There was still 164,000 people who needed to evacuate 230 square miles. The land is contaminated and cleanup is proving difficult. Japan will be dealing with the environmental impact for a century I'd wager.
N stiwtosotsotskgsgms
They need cooling water, so "on the coast" is a reasonable location. Or do you mean "not in Japan"? A country without many great options for clean energy generation. Frankly Japan is one of the places nuclear makes sense to me. There's not many options.
It doesn't make sense to me in the US where there's a sunshine belt across the country 5 timezones long, large windswept plains and shallow coastlines. The US is rich in options and nuclear falls down the list.
N stiwtosotsotskgsgms
Yes, as I live in neither.
Yeah I’m way over this conversation dude lol have a nice rest of your week
This one says, now it's only 27 square kilometers ( fuck your stupid ass miles) https://edition.cnn.com/2022/06/14/asia/japan-fukushima-katsurao-village-return-intl-hnk/index.html
And this is from 2022
I think you misunderstood what was written:
27 km² are the worst areas. The other 310km² are still "difficult-to-return".
You should read more of the article it's difficult to return to because even though it's save ( the radiation level is less than 2 CT scans a year ) people worry about the radiation, have built lives elsewhere.
Look up fly ash storage ponds. That's just normal coal usage. Then look up fly ash spills. Then look up how much radioactive material is released into the atmosphere each year from burning coal. Compare that to the estimated amounts of radioactive material released into the environment from all the nuclear plant accidents, and tell me we still wouldn't be better off switching all coal off and using nuclear.
Now, we don't really have to do that, because we have other options now. But we definitely should have used more nuclear 50 years ago, just for the reduced cost of human lives.
At what point am I supporting coal? Totally irrelevant
I'm saying Fukushima was an ecological disaster. Thankfully very few people died, but to only focus on that minimises the impact of the event.
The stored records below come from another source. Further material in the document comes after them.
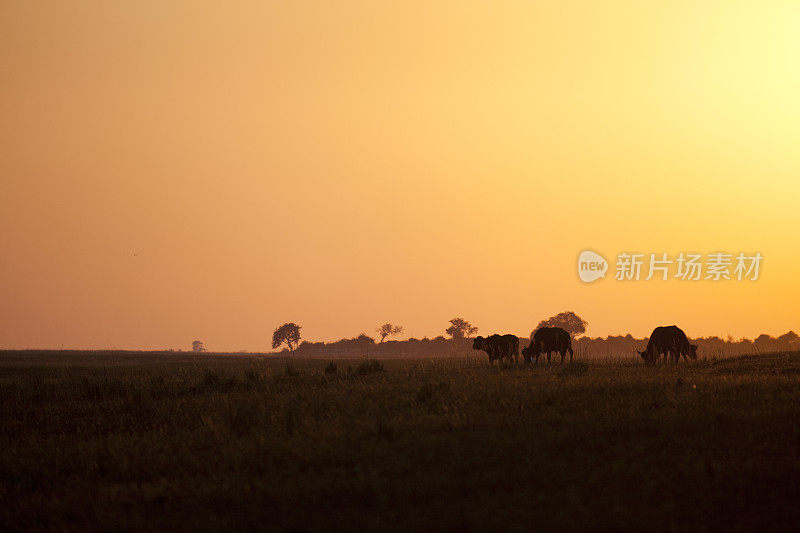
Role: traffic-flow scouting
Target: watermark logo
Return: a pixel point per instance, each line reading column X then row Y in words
column 591, row 266
column 685, row 266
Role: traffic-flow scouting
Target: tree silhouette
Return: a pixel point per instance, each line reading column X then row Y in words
column 568, row 321
column 460, row 328
column 388, row 329
column 289, row 334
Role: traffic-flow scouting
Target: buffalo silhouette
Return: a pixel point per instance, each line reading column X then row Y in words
column 670, row 341
column 498, row 346
column 546, row 340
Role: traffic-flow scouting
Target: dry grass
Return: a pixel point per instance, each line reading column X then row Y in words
column 132, row 441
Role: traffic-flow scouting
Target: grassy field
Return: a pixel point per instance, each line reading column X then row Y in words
column 177, row 441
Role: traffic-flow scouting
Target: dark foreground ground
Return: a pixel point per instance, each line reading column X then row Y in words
column 174, row 441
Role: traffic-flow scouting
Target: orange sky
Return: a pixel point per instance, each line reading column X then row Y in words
column 182, row 170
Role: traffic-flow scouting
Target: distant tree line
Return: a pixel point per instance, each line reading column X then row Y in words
column 460, row 333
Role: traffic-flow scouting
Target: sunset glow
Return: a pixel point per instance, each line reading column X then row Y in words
column 183, row 170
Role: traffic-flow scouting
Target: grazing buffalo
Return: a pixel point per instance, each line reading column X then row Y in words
column 498, row 346
column 670, row 341
column 546, row 340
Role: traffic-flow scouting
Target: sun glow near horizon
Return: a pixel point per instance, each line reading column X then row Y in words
column 190, row 170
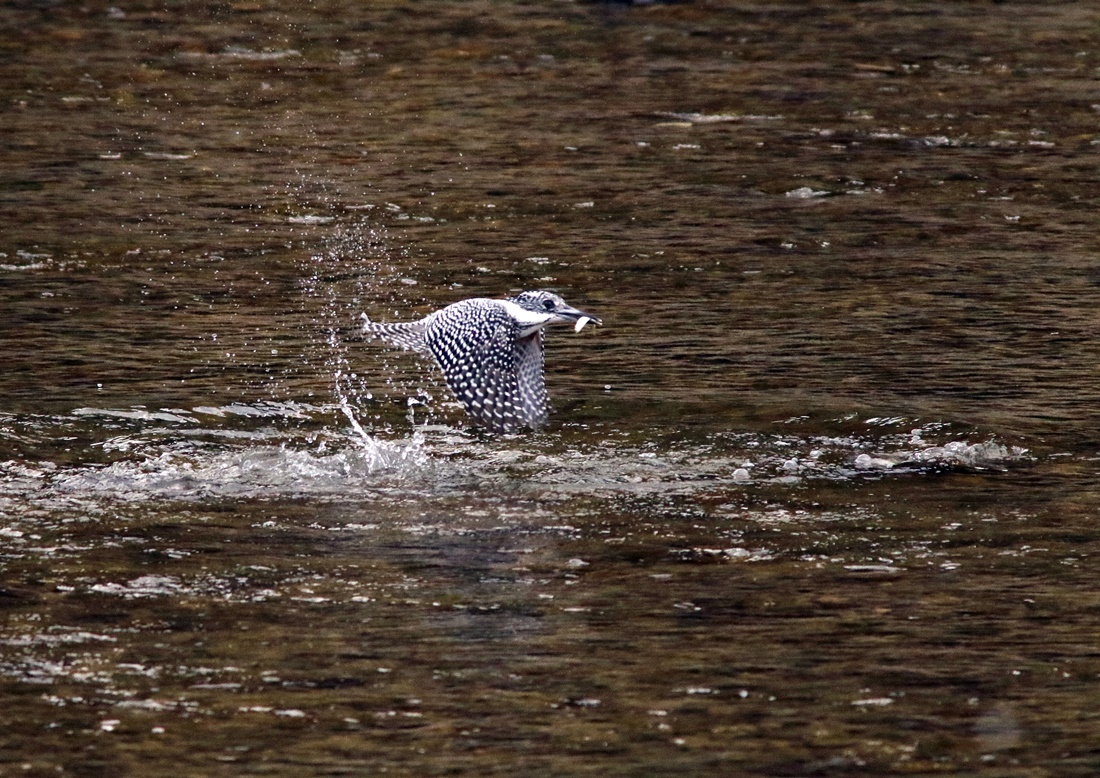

If you're going to say Fukushima wasn't that bad, you can't just cherry pick at the impacts.
Is nuclear better than fossil fuels? Yes. But that was an argument for the 80s. The time for nuclear was 50 years ago. It didn't happen.
what do they call all the waste mining material? The kind of shit that they leave in huge piles, to get rained on, which leeches all kinds of fun shit into the ground?
oh right, they call them tailings. Surely we've never seen mass ecological fallout from tailings getting into, let's say, a river.